La remigration organisée par un pouvoir en rupture avec tout ce qui s’est fait avant, est un sujet qui s’est installé dans le débat public. Mais de quoi parle-t-on ? À qui doit-elle s’appliquer ? Que l’on soit bien clair.
Les fous criminels contre notre identité qui depuis cinquante ans ont fait l’immigration incompatible disent que c’est impossible, et bla, bla, bla… C’est faux. Il n’y a rien d’immuable. Tout n’est que question de volonté politique. Ce qu’une loi a fait, une loi peut le défaire.

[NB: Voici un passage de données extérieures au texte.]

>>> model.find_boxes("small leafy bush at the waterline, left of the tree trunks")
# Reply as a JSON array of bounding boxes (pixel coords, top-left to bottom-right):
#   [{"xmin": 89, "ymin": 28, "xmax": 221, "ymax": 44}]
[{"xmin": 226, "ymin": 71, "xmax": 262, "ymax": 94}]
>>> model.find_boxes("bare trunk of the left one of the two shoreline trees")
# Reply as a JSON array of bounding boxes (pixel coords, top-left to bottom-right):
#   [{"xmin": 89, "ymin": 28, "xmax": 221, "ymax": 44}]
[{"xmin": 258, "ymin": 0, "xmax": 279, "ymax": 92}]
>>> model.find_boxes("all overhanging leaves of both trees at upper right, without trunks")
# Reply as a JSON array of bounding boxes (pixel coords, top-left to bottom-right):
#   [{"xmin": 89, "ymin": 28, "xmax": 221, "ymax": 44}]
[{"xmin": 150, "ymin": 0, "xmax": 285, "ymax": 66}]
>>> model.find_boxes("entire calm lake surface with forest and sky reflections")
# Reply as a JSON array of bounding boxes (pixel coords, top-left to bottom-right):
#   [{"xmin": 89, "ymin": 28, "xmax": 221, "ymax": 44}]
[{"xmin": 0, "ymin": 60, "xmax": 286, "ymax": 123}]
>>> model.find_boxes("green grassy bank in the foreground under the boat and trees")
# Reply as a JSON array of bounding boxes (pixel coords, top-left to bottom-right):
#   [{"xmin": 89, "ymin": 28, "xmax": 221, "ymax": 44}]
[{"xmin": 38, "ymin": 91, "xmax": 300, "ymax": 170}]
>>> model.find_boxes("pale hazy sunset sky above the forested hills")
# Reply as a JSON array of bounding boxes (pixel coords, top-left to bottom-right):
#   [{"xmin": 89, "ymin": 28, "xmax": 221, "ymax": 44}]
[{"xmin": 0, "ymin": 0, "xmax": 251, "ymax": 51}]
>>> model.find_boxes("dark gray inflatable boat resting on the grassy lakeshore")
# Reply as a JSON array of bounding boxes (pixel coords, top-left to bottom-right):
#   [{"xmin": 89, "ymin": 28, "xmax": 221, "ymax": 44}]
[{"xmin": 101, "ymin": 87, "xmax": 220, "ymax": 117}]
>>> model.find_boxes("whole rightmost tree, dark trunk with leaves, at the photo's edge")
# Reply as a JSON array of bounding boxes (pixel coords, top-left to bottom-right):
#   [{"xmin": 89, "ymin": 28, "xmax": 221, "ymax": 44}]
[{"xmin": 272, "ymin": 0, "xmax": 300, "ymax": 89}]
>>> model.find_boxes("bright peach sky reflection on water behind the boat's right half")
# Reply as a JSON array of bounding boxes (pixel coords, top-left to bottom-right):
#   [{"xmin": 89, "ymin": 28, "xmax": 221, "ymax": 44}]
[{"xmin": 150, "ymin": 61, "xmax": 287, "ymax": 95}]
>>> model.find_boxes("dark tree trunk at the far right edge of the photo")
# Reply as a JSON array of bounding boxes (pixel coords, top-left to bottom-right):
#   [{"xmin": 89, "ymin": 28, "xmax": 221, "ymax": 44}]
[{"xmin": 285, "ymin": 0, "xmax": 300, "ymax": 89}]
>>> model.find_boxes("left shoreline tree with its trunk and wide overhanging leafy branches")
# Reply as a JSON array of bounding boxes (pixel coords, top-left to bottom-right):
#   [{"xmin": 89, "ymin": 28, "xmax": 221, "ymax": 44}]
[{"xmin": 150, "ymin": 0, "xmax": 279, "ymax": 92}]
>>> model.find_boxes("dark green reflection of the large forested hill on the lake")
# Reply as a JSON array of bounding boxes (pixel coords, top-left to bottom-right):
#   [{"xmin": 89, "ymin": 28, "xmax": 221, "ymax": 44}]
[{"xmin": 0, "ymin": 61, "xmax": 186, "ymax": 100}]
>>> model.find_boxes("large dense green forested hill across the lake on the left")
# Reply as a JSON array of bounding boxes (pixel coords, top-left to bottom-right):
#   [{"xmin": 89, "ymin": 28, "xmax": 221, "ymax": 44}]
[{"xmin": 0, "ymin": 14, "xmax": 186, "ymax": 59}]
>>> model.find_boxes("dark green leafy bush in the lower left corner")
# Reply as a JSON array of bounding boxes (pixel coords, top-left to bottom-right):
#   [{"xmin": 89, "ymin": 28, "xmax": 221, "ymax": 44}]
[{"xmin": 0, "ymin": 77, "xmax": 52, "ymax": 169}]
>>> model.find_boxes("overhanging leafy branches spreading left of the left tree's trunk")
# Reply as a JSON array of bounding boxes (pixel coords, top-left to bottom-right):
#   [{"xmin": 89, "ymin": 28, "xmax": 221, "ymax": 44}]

Nous parlons des OQTF, des prisonniers, des délinquants connus, d’acteurs du trafic de stupéfiants, des casseurs et de leurs familles, des militants de l’islam par la parole ou par le vêtement, bref de tous ceux qui choisissent de perdre le privilège de vivre en France. Car oui, quand on choisit de vivre en malfaiteur on devrait perdre de privilège. C’est parce que la classe politique pourrie « d’humanisme » mal placé a choisi d’oublier ce principe, qu’arrivent des soirées comme celle du 30 mai 2026. Une fois ce contingent éloigné, une bonne partie du problème sera réglée. Ajoutons-y ces foules de migrants nouveaux venus dont la France n’a absolument pas besoin, mais installés à Paris sous des tentes qui leur sont fournies par des associations subventionnées, avant d’être propagés dans le pays dès qu’un logement leur est trouvé. Il n’est pas question en revanche d’expulser l’Africain ou le Maghrébin qui s’habille à l’occidentale, en costume-cravate, qui travaille à la BNP et qui a réussi son assimilation en vivant comme les Français. À Rome, fais comme les Romains disait le proverbe volontairement oublié par tous les immigrationnistes.
Des familles aux membres délinquants verront leurs vies bouleversées ? Et alors ? Il fallait y penser avant, et se montrer reconnaissants envers la France pour tout ce qu’elle leur fournit, logement, système médical, allocations, scolarisation… Nous préférons des familles ingrates à la vie bouleversée par l’expulsion, à une facture d’un milliard d’euros de dégâts payée par l’impôt des Français à chaque « émeute » raciale dans le pays.
Encore faut-il qu’une majorité de Français finisse par le vouloir et faire ce qu’il faut dans les urnes pour cela. Et c’est là que l’on se heurte à l’impossibilité. Les cons demeurent majoritaires.